Bu bakımdan, Hükumet nezdinde Risale-i Nur’ların devletleştirilmesi Risale-i Nur Hizmeti açısından büyük riskleri barındırmaktadır. Devletin Risale-i Nurları basması, önündeki engelleri kaldırması ve metninin korunmasını sağlaması kritik sınırı ifade eder. Bu sınır aşılırsa ve devlet Risale-i Nurların basımını tekeline alacak bir yola girerse; siyasetin, bürokrasinin ve bir takım devlet memurlarının keyfi muameleleriyle çok sıkıntılı bir süreç başlamış olacaktır. Aynı zamanda, Risale-i Nur hiç hak etmediği ve tamamen karşısında olduğu bir duruma düşecek; Hükumetin siyasi mülahazalarında kullanılacak bir enstrümana dönüşecek; devlet tekeline alınmış neşir hakları Nur Hizmeti yapanlar üzerinde büyük bir baskı vesilesi haline gelecektir. Risale-i Nurların tahrif edilmesi başlığı altında sayılacak birkaç maddeden sadece birisi olan Sadeleştirme meselesinin yolunu tıkayalım derken daha büyük bir bela başımıza açılmış olacaktır.
Şimdiye kadar Mevlana’nın Mesnevisi’nden tutun devletin koruması altında bulunan pek çok eser onlarca tip sadeleştirmesi yapılmış bir halde basılmaktadır.

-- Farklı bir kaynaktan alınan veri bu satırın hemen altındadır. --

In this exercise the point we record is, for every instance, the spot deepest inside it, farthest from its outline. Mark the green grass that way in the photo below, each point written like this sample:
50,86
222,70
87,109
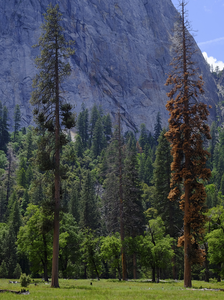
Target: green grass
114,290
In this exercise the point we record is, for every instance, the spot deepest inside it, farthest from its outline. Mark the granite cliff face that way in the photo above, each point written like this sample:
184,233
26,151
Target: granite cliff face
123,51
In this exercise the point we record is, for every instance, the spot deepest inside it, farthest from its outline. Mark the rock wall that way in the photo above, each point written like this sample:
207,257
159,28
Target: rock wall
123,52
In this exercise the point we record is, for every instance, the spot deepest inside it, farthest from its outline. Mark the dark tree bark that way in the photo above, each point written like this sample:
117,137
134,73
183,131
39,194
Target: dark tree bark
187,126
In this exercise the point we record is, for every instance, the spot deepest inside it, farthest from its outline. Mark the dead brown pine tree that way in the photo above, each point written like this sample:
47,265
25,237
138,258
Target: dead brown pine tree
187,128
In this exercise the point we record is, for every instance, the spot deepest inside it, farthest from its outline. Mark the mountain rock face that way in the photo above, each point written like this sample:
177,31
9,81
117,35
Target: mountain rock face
123,52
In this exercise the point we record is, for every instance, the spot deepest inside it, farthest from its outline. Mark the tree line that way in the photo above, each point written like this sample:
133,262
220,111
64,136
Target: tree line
89,239
102,203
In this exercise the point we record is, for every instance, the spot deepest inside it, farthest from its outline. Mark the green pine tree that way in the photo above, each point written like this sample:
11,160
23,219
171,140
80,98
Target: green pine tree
17,119
51,112
97,140
88,207
157,128
93,119
74,201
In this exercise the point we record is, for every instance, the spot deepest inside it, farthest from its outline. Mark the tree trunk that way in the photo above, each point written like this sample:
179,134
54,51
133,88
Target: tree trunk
85,271
45,259
123,260
174,268
206,263
158,275
54,281
153,274
187,228
134,266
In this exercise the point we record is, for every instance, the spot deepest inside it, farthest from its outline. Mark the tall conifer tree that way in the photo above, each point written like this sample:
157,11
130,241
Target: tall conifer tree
187,127
51,112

Risale-i Nur’ların bunlardan farklı muamele göreceğini düşünmek fazla iyimserlik olacaktır.
Risale-i Nurların ‘müspet/yapıcı anlamda muhalif’ duruşu bu milletin fazlasıyla takdirini toplamış ve teyakkuzuna sebep olmuştur, olmaktadır. Risalelerin devletleştirilmesi bu müspet anlamda muhalif duruşun halk nazarında itibarının zedelenmesine ve sürecin rejimle bir uzlaşmayla sonuçlanmasına da yol açabilir.
Risale-i Nur camiasının pek çok unsurunu kontrol altına almak, onları yönlendirmek bir süreliğine de olsa siyasal erkler tarafından defalarca başarılmış bir durumdur; fakat metin korunduğu ve benimsendiği müddetçe ve neşir vazifesi devam ettiği sürece istiklal ve uzlaşma için fırsat vardır, tövbe kapısı açıktır.
Ezcümle, Risale-i Nur’un devlet tarafından basılmasına, bandrol yoluyla metnin korunmasına, hukuki meşruiyetin önündeki kısıtların kaldırılmasına destek verirken; birilerinin bu eserlerin ipini, dolayısıyla müntesiplerinin istiklaliyetini kontrol altına almasına fırsat vermemek, özelimize namahremin gölgesini sokmamak için dikkatli ve itinalı olmak gerekmektedir.